# West Haven, Connecticut - checking in.  New to TSD and MA.



## Quercus (Mar 31, 2012)

My wife found a local TSDMGK dojang last week-- looking for a good educational and social experience for our dynamic but bookish 7 year old.  (the bookish part, just like his father...)

We were impressed with what we saw, so I signed on for a year's worth of training along with both of my sons-- the other is 5.  We've been in to train four times, and are all really enjoying the challenge.  

Though I've read quite a bit into eastern religions, art, and philosophy, I know little about MA, apart from a long ago summer semester of T'ai C'hi Ch'uan in college, a semester I quit to go hitchhiking around New England.  

I was glad to see that our humble town of West Haven is home to the world headquarters of one of the TSD associations-- I had no idea.  I do think that the boys and I will really follow through on this-- it's a great experience to learn from scratch together.

Here we are:






My brother in law has a black belt in Shudokhan, but I don't know much about the art-- he's in Fairbanks AK.


----------



## OKenpo942 (Apr 2, 2012)

Welcome to MT, sir. What a great journey it will be to share with your boys.
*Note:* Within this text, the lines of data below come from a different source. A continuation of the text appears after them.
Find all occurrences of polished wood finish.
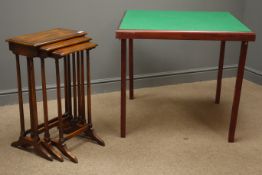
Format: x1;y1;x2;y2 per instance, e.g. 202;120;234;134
128;39;134;100
116;16;256;142
15;55;25;137
7;29;105;163
72;53;77;120
86;50;93;128
52;42;97;58
215;41;226;104
41;59;64;162
40;36;91;52
228;41;248;142
80;51;86;123
120;39;126;137
6;28;87;47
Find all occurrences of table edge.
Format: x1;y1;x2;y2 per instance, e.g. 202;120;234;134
116;29;256;41
5;31;88;47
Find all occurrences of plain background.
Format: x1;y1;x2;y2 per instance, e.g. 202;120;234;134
0;0;262;105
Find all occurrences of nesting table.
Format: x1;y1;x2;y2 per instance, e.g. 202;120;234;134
116;10;256;142
7;28;105;163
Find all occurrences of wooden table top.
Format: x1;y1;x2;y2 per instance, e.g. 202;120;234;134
6;28;87;47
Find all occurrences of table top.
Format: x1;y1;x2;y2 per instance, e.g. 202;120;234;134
119;10;251;32
6;28;87;47
116;10;255;40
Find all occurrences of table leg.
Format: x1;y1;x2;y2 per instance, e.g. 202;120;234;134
67;55;73;117
72;53;77;120
128;39;134;99
80;51;86;123
120;39;126;137
41;58;64;162
228;41;248;142
85;50;105;146
63;56;68;115
52;59;78;163
76;52;82;120
215;41;226;104
27;57;53;160
16;55;25;137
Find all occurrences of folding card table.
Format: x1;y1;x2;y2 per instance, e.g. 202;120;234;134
116;10;256;142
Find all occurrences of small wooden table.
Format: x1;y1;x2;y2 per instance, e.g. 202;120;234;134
7;28;105;162
116;10;256;142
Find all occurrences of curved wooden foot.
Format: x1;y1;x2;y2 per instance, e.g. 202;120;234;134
52;141;78;163
33;143;53;161
42;141;64;162
84;128;105;146
11;137;53;161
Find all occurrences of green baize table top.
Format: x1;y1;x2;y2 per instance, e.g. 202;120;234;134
119;10;251;32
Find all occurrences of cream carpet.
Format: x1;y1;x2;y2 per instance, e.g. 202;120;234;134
0;78;262;175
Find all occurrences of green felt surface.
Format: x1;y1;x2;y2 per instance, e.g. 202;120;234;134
119;10;251;32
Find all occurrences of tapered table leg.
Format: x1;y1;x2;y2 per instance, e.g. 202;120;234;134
80;51;86;123
228;41;248;142
85;50;105;146
27;57;53;160
120;39;126;137
128;39;134;99
76;52;83;121
41;58;64;162
52;59;78;163
215;41;226;104
72;53;77;121
16;55;25;137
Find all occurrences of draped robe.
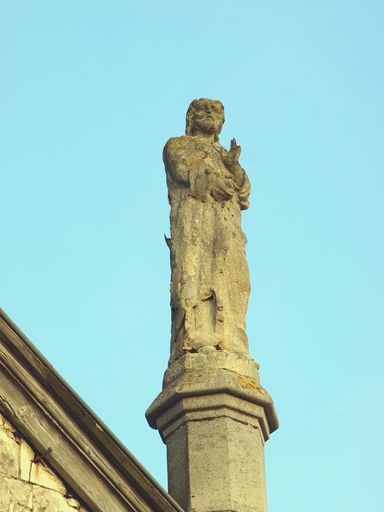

I have four sons (all still very young) and cherish every minute I have with them. Enjoy your boys and your new martial endeavor! 

James


----------



## MJS (Apr 2, 2012)

Welcome to MT!


----------



## Quercus (Apr 2, 2012)

Thanks, James and MJS!


----------



## seasoned (Apr 2, 2012)

Welcome aboard, great family picture. Hope you enjoy the site...........


----------



## Yondanchris (Apr 3, 2012)

Welcome to MT!


----------



## oftheherd1 (Apr 11, 2012)

Welcome to MT!  Great you and your boys can begin together.  I hope you and they continue enthusiastically.  The only thing I could add is why not your wife as well?


----------